Янь придерживается мнения, что уклонение от военного конфликта грозит еще большими бедами, чем собственно война. Взгляните-ка, что случилось с Советским Союзом, когда он потерял три прибалтийские республики. Страна развалилась. «С распадом СССР средняя продолжительность жизни русских упала на пять лет, подскочила детская смертность, а за период 1992–2001 гг. численность населения сократилась на 5 миллионов человек, – записал он в 2005 г. в своем блоге. – Цену, которую Россия заплатила за государственную дезинтеграцию, можно сравнить с последствиями крупномасштабной, тотальной войны». Любые людские потери, понесенные Китаем, все равно не будут столь уж значительными, заявил Янь. «Если на то пошло, – присовокупил выдающийся эксперт по международным отношениям, – страна ежегодно теряет порядка 100 тысяч человек из-за одних только несчастных случаев на производстве».
Воинственные сентенции Яня снискали ему дурную славу на Тайване и стали излюбленным источником цитирования для зарубежных журналистов – правда, только в тех случаях, когда уважаемый профессор снисходит до интервью. С другой стороны, когда Ху Цзиньтао примерно в 2005 г. приступил к внедрению политики разрядки, говорливость Яня сделалась резким и неприятным диссонансом.

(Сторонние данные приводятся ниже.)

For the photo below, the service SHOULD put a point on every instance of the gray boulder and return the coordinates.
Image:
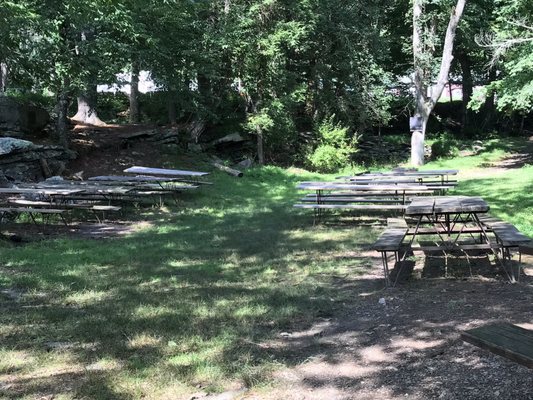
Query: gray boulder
(25, 118)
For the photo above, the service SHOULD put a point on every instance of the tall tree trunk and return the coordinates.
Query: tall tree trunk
(134, 91)
(171, 107)
(62, 115)
(3, 77)
(425, 102)
(259, 134)
(260, 148)
(87, 108)
(489, 109)
(468, 89)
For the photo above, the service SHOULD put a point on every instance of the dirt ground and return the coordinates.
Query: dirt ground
(404, 342)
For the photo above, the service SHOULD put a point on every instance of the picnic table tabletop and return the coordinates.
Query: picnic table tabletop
(355, 187)
(446, 205)
(163, 171)
(41, 191)
(434, 172)
(133, 179)
(83, 188)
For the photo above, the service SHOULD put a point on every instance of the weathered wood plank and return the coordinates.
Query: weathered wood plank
(421, 206)
(504, 339)
(390, 239)
(163, 171)
(353, 206)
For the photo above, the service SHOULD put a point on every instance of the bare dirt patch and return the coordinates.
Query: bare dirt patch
(407, 344)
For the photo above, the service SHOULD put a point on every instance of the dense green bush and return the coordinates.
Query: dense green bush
(334, 148)
(445, 146)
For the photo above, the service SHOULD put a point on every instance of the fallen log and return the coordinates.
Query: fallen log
(231, 171)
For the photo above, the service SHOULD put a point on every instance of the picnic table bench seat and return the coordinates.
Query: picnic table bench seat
(32, 211)
(366, 207)
(390, 239)
(505, 339)
(507, 234)
(351, 199)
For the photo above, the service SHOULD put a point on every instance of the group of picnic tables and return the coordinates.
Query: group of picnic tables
(448, 223)
(377, 191)
(98, 195)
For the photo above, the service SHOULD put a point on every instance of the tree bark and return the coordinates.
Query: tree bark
(468, 89)
(62, 115)
(425, 102)
(87, 108)
(134, 91)
(3, 77)
(171, 107)
(490, 105)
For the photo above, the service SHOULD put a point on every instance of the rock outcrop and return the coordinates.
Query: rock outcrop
(21, 160)
(17, 119)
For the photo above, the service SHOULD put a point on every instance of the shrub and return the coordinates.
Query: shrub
(444, 146)
(334, 148)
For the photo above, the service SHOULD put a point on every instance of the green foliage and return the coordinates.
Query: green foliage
(334, 149)
(444, 146)
(112, 107)
(512, 44)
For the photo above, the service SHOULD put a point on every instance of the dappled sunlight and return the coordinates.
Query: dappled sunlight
(235, 292)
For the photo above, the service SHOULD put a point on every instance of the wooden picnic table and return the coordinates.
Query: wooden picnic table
(454, 223)
(41, 191)
(132, 179)
(321, 186)
(164, 171)
(348, 196)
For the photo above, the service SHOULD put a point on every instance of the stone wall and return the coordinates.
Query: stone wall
(17, 119)
(22, 161)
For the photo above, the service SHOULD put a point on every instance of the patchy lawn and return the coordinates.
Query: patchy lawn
(235, 291)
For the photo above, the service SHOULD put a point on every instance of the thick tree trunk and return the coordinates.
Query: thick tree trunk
(62, 116)
(3, 77)
(468, 89)
(87, 108)
(260, 149)
(171, 107)
(425, 102)
(490, 105)
(134, 91)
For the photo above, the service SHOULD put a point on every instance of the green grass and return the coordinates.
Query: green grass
(192, 299)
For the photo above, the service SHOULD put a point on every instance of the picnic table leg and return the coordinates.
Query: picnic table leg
(385, 268)
(33, 218)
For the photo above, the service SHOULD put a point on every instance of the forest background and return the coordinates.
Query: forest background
(308, 80)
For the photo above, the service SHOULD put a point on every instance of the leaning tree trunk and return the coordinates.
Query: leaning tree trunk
(62, 116)
(171, 107)
(87, 108)
(468, 89)
(425, 102)
(3, 77)
(134, 91)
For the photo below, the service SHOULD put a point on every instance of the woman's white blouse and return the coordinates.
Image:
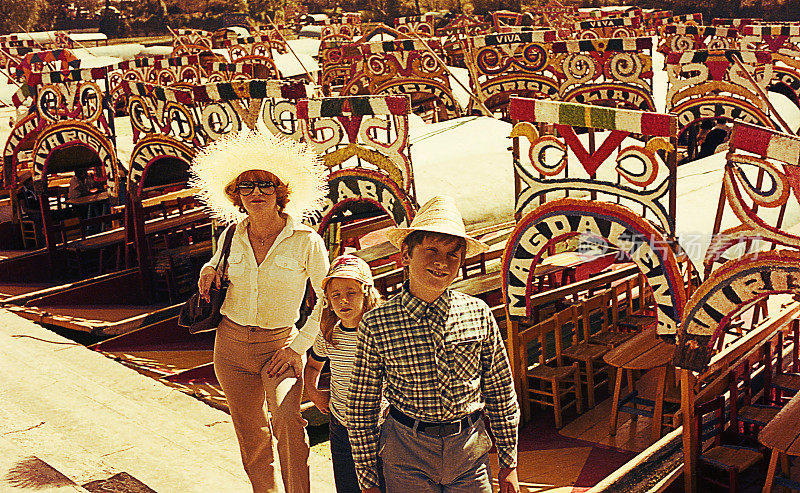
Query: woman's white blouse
(269, 295)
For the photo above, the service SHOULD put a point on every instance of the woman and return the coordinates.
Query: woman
(247, 180)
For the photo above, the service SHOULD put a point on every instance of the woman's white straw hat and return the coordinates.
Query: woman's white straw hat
(295, 164)
(438, 215)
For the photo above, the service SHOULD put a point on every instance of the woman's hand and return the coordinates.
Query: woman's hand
(508, 480)
(320, 398)
(207, 276)
(282, 360)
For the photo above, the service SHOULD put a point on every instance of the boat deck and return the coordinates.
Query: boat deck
(72, 416)
(572, 459)
(9, 289)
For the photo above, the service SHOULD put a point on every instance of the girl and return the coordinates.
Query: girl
(348, 292)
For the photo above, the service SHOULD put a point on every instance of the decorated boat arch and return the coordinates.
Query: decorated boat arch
(756, 155)
(690, 37)
(549, 210)
(783, 41)
(388, 68)
(608, 71)
(364, 143)
(511, 64)
(707, 91)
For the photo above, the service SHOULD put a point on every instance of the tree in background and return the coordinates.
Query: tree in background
(260, 9)
(19, 15)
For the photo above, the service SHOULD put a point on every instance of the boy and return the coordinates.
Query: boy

Отдел пропаганды ЦК приказал закрыть одну из его газетных колонок; профессор стал намного реже появляться в СМИ. И все-таки нельзя не признать, что Янь – при всей своей дипломатической неуклюжести – затронул крайне чувствительный вопрос, а именно: слабый Китай не способен противостоять Западу в деле защиты своего суверенитета.
Яню вторит бестселлер 2009 г. «Китай сердится». Вот что там сказано о партийном истеблишменте: КПК вяло и неуверенно реагирует на угрозы, которые до сих пор исходят от иностранных империалистических держав. «Стоит им открыть рот, как раздаются невнятные, претенциозные звуки, – заявляет Сун Сяоцзюнь. – Эти люди беспрестанно высмеивают слабость и некомпетентность старого Китая в военной области. Но стоит заикнуться о «боевом духе» и «укреплении национальной обороны», как на тебя налепят ярлык фашиста». Китайские дипломаты, горько усмехаясь, жалуются, что разгневанные граждане шлют им таблетки с кальцием – надо, дескать, укреплять позвоночник, когда имеешь дело с иностранцами. Подобно дипломатам во многих других странах, пекинский МИД частенько изображают бесхребетным созданием, но вот для КПК, чья легитимность зиждется на факте освобождения доселе слабенького Китая от иностранных агрессоров, подобный образ куда опаснее.
Янь Сюэтун и Сун Сяоцзюнь в унисон поносят КПК и правительство КНР за безвольную дипломатическую политику, говоря о ней с такой гадливостью, словно речь идет о некоей форме национального хронического заболевания. Расходятся они лишь в вопросе о способе лечения этой хвори. Сун искренне считал, что книга «Китай сердится» выражает новую волну прагматичного патриотизма в китайском обществе. Янь же презирал КПК и был разочарован позицией широкой общественности.
Когда я встретился с Янем в середине 2009 г., он еще извинялся за свои ошибочные прогнозы, хотя и не за основания, на которых они были сделаны. Особенно, по его мнению, он промахнулся с настроениями китайского народа: ему казалось, что люди восстанут, если воссоединение с Тайванем будет вовсе снято с повестки дня. Ан нет, народу, как выяснилось, это было до лампочки. «У китайцев нет национализма, – заявил он. – Зато они очень ориентированы на деньги. Доминирующая идеология: обожествление денег. До тех пор, пока ситуация с Тайванем будет благоприятствовать извлечению барышей, нас не волнует независимость [острова]».
По этой же причине, утверждал он, представители среднего класса Китая, так же как и студенты в его университете, совершенно не интересуются политикой и демократией, потому как борьба за эти идеалы лишь нарушит ход их все более и более комфортной жизни. В двадцатую годовщину событий 4 июня, то есть буквально за несколько дней до нашего интервью, факультетские преподаватели, принимавшие участие в тех протестах, обсуждали, до какой степени они в свое время отличались от нынешних студентов. Сегодняшняя молодежь почти не интересуется 1989 годом и еще меньше желает участвовать в подобных демонстрациях. «Если китайское правительство завтра заявит, что мы ненавидим американцев и что погромщикам «Макдоналдсов» и посольства США ничего не будет, студенты стекутся туда рекой и начнут швыряться камнями. Но вот если центральные власти скажут, что за погром их ждет наказание, никто и пальцем не шевельнет, – говорит Янь. – Пока общество молится золотому тельцу, будет куча уголовных преступлений при нулевом политическом насилии. Люди вполне могут взяться за убийства, ограбления банков и прочие противозаконные вещи. Ради денег они готовы рискнуть собственными жизнями, но ни за что не пойдут на это ради участия в политических демонстрациях».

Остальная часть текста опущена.